The unspoken question hung between us over the phone line. Had he seen Lisa? Had he kept his promise to put a halt to their relationship while we were still trying to work out whatever it was that we had? I didn’t know if I had the right to ask, given my circumstances, but he didn’t know that.

He really didn’t need to know that.

My inability and his unwillingness to discuss it irritated me for some reason, and I just wanted to get off the stupid phone and back to driving. “I need to go. I’m not supposed to take personal calls while driving.”

“Oh, all right, then. I just haven’t been able to catch you over the last few days. I thought you’d want to talk to me.”

“I’ll talk to you soon, Jason.”

“All right,” he said, sounding slightly wounded. “I love you.”

I clicked the “end” button before I could respond.

It wasn’t normal, I told myself. A simple conversation with a man I was supposed to love shouldn’t make me that uncomfortable. I hadn’t talked to Jason in days. I was supposed to be missing him, thinking about him. And talking to him had brought up all of these feelings of anger and disappointment. Was it the distance? Was his absence allowing me to feel the things I’d suppressed because I didn’t want to upset Jason, my mother, all of the people involved in the wedding?

The Miranda who had worked at Puckett and Puckett, putting up with her brother giving her noogies in the break room and her father checking her work for typos with a magnifying glass, never would have spoken to Jason in that flat, uninterested tone. She would have bubbled and placated until Jason got off the phone, assured him of her love. The girl who’d hung up without saying “I love you”? That girl had run away to work on a yacht because college bored her to death. That girl had set a stage magician on fire. She’d groped a vampire on a filthy motel floor.

Was I finding my way back to the girl I was? Was that a good thing or a bad thing? Sure, I’d had more fun before I settled down with Jason, but was I a good person? I had way too much time on my hands to be asking myself these sorts of questions. This mental pathway promised madness.

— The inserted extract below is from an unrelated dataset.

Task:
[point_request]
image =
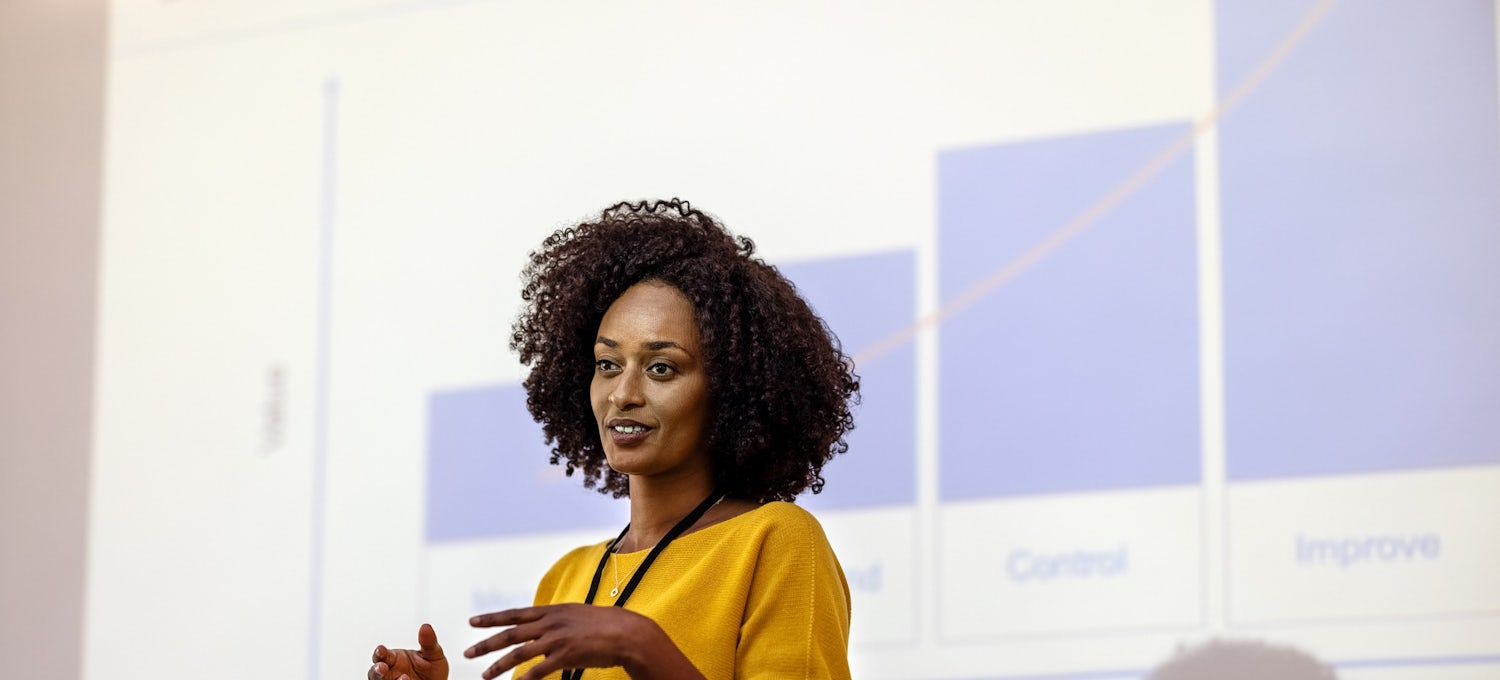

I turned on the “Jason Called” playlist, which included a crapload of Pink and Joan Jett. I hoped that Collin couldn’t be roused out of his daytime sleep by aggressive femmes, because it was about to get loud.

I drove a little faster, skipping my lunch break. I drank too much cheap coffee. I got a lot of attention from truckers, thanks to my hood decorations. And I was very glad that the windows were so heavily tinted.

By the time the sun set, I’d been driving for twelve hours straight, and I was exhausted. I’d gone through the “Mom Called” playlist, the “I Haven’t Seen a Starbucks in Three Hours” playlist, and the “My Ass Is Numb” playlist. I was planning to pull the car over at 6:04 as scheduled, but I heard the cubby door open with a squeak worthy of any Dracula movie.